Julián Ayala era un hombre flaco. Poca cosa. Según se observa en las fotos de la época, uno de esos tipos fáciles de tumbar. Esta fisonomía no fue obstáculo, sin embargo, para que se convirtiera en un genocida. En la década de 1920, al mando del destacamento de militares españoles de la zona de Micomeseng, en Guinea Ecuatorial, sometió a miles de guineanos de la etnia fang. Los mató, los esclavizó y jamás fue represaliado por ello. Murió en 1942 de una enfermedad no tropical en una cama en Barcelona.
Esta es la historia que cuenta el antropólogo Gustau Nerín en su libro Un guardia civil en la selva (Ariel). La primera vez que oyó hablar de Ayala fue a comienzos de los años noventa, durante una visita a Guinea (hoy es profesor de Historia en el Centro Cultural Español de Malabo). Fueron los más viejos de la ciudad los que le pusieron tras la pista del sanguinario. Muchos recordaban sus atrocidades, como enviar a decenas de personas a la isla de Fernando Poo (actual isla de Bioko) para trabajar como esclavos en las plantaciones de cacao. Para Ayala, era además un negocio: por cada persona que enviaba, recibía una suculenta cantidad a cambio.
Es uno de los pocos libros que escarba en la colonización española de Guinea
Julián Ayala procedía de una familia de militares 'muy reaccionarios', recalca Nerín a Público. Nacido en 1897 en Logroño, todos los que le rodeaban estaban marcados por las recientes guerras coloniales de Cuba y Puerto Rico, y por la de Marruecos, donde se batallaba al mismo tiempo que se colonizaba Guinea. Su primera formación fue la de militar, pero después se hizo Guardia Civil para poder ir a Guinea Ecuatorial, ya que allí sólo enviaban a los miembros de este cuerpo. Cuando llegó allí, pronto se convirtió en el hombre imprescindible para llevar a cabo la colonización. Él fue el símbolo de lo que significa toda represión. 'Para someter a un pueblo, es necesaria la fuerza. Siempre ha sido así. Y Ayala era el hombre. De hecho, muchos de sus crímenes se taparon por eso', explica el antropólogo.
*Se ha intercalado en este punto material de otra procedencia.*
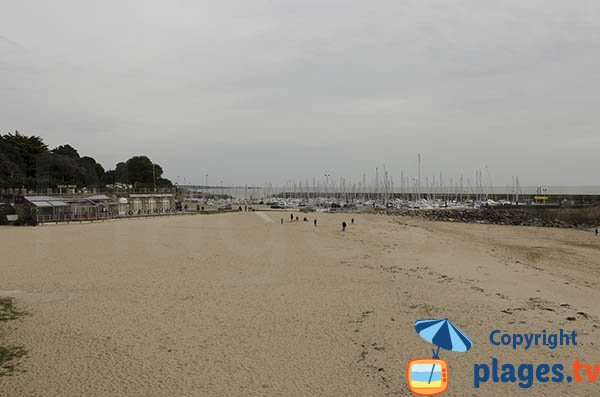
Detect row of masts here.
[188,154,521,203]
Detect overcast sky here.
[0,0,600,185]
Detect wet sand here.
[0,212,600,396]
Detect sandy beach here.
[0,212,600,396]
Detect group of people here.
[281,213,356,230]
[281,213,317,227]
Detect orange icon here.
[406,358,448,396]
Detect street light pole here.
[152,163,156,193]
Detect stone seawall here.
[386,206,600,228]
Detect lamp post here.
[152,163,156,193]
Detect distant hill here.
[0,131,172,189]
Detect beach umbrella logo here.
[406,318,473,396]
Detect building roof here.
[87,194,110,201]
[24,196,69,208]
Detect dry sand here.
[0,212,600,396]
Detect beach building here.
[20,196,71,222]
[128,193,175,214]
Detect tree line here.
[0,131,172,189]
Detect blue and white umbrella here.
[415,318,473,383]
[415,318,473,358]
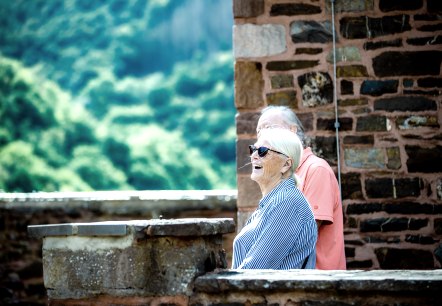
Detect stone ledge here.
[28,218,235,238]
[195,270,442,292]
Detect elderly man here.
[256,106,346,270]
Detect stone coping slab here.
[195,270,442,295]
[28,218,235,238]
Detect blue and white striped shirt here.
[232,178,318,270]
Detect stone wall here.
[0,190,237,305]
[233,0,442,269]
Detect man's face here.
[256,111,296,137]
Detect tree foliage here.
[0,0,236,192]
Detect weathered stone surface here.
[338,98,368,106]
[364,38,402,50]
[316,117,353,131]
[235,61,264,109]
[233,24,287,58]
[270,3,322,16]
[341,80,354,95]
[311,136,337,166]
[290,21,333,43]
[373,51,442,77]
[344,148,385,169]
[405,235,436,244]
[235,112,260,135]
[417,23,442,32]
[326,46,361,63]
[298,72,333,107]
[270,74,293,89]
[233,0,264,18]
[360,80,399,97]
[236,139,256,174]
[266,90,298,109]
[365,178,421,198]
[266,60,319,71]
[373,96,437,112]
[347,201,442,215]
[33,218,235,299]
[356,115,390,132]
[325,0,374,13]
[375,248,434,269]
[386,147,401,170]
[417,77,442,88]
[191,268,442,306]
[295,48,322,54]
[427,0,442,14]
[379,0,423,12]
[344,135,374,145]
[396,115,440,130]
[405,145,442,173]
[407,35,442,46]
[336,65,368,78]
[360,218,428,233]
[339,15,411,39]
[341,172,362,199]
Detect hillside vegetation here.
[0,0,236,192]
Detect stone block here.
[339,15,411,39]
[233,24,287,58]
[29,218,235,300]
[417,77,442,88]
[344,148,385,169]
[290,21,337,44]
[270,74,293,89]
[236,138,256,176]
[396,115,440,130]
[326,46,361,63]
[373,96,437,112]
[270,3,322,16]
[235,112,261,135]
[344,135,374,145]
[360,80,399,97]
[405,145,442,173]
[316,117,353,131]
[325,0,374,13]
[235,61,264,109]
[266,60,319,71]
[266,90,298,109]
[360,218,428,233]
[233,0,264,18]
[373,51,442,77]
[298,72,333,107]
[407,35,442,46]
[375,248,434,269]
[386,147,402,170]
[364,38,402,50]
[336,65,368,78]
[341,172,362,199]
[379,0,423,12]
[341,80,354,95]
[356,115,390,132]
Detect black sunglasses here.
[249,145,287,157]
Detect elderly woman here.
[232,128,318,270]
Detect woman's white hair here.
[259,128,303,183]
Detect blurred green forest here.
[0,0,236,192]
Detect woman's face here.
[250,138,287,186]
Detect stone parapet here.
[190,270,442,305]
[28,218,235,303]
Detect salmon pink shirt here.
[296,148,346,270]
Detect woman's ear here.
[281,158,293,174]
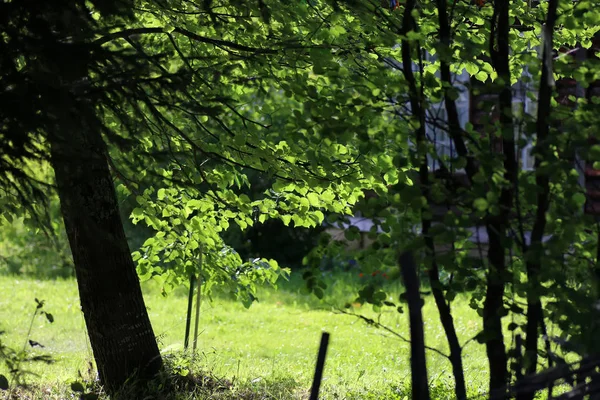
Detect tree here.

En esta biografía, con muchos tintes de novela de aventuras y de El corazón de las tinieblas, de Joseph Conrad, hay un hecho curioso: tras la proclamación de la República, Ayala se adhirió a ella. El motivo fue su desencuentro con los sacerdotes que evangelizaban en Guinea. 'Igual que mato a un negro, mato a un cura, decía', apostilla Nerín. Sin embargo, este compromiso con los republicanos, que tan sólo duró unos meses, le salió caro. Cuando intentó reconciliarse con el bando franquista, fue recibido con un portazo. Ayala cogió su tricornio, abandonó Guinea y se marchó a Camerún. Su pista se pierde en 1939 y sólo se recupera en la fecha de su muerte en 1942.
A pesar de este perfil violento, reaccionario y racista, Nerín descubrió durante su investigación que Ayala también tenía otro rostro: el del hombre afable, educado y con grandes dotes sociales. Tampoco era cruel por sí mismo. 'Con sus castigos, evitaba sublevaciones. Era un individuo que descubrió los rendimientos del mal', afirma el investigador. En este sentido, para Nerín esta personalidad tan contradictoria le aleja del personaje de Kurtz de Conrad, pero le acerca 'a los verdaderos malos, que son los que matan y luego te muestran una cara amable'.
«Para someter a un pueblo, hace falta la fuerza y Ayala era el hombre»
Un guardia civil en la selva es uno de los pocos libros que escarba en la colonización española de Guinea. Uno de los más recientes es La última selva de España: antropófagos, misioneros y guardias civiles, también de Nerín y publicado por Libros de la Catarata este año. Precisamente, para el antropólogo, el papel de la Iglesia fue 'bastante fuerte, ya que agregó un factor de intolerancia. Querían que los guineanos fueran a misa y se casaran con una sola mujer. Su postura fue muy agresiva'.
La bibliografía sobre Guinea Ecuatorial aún queda por descolonizar. A Nerín le gustaría investigar los trabajos forzados durante el periodo franquista, un sistema que bajo el término de prestaciones permitió la construcción de puentes, carreteras e iglesias. Pero el tiempo corre en su contra. Los viejos guineanos que sufrieron aquellas barbaridades se mueren. Y la esperanza de vida del país apenas llega a los 48 años.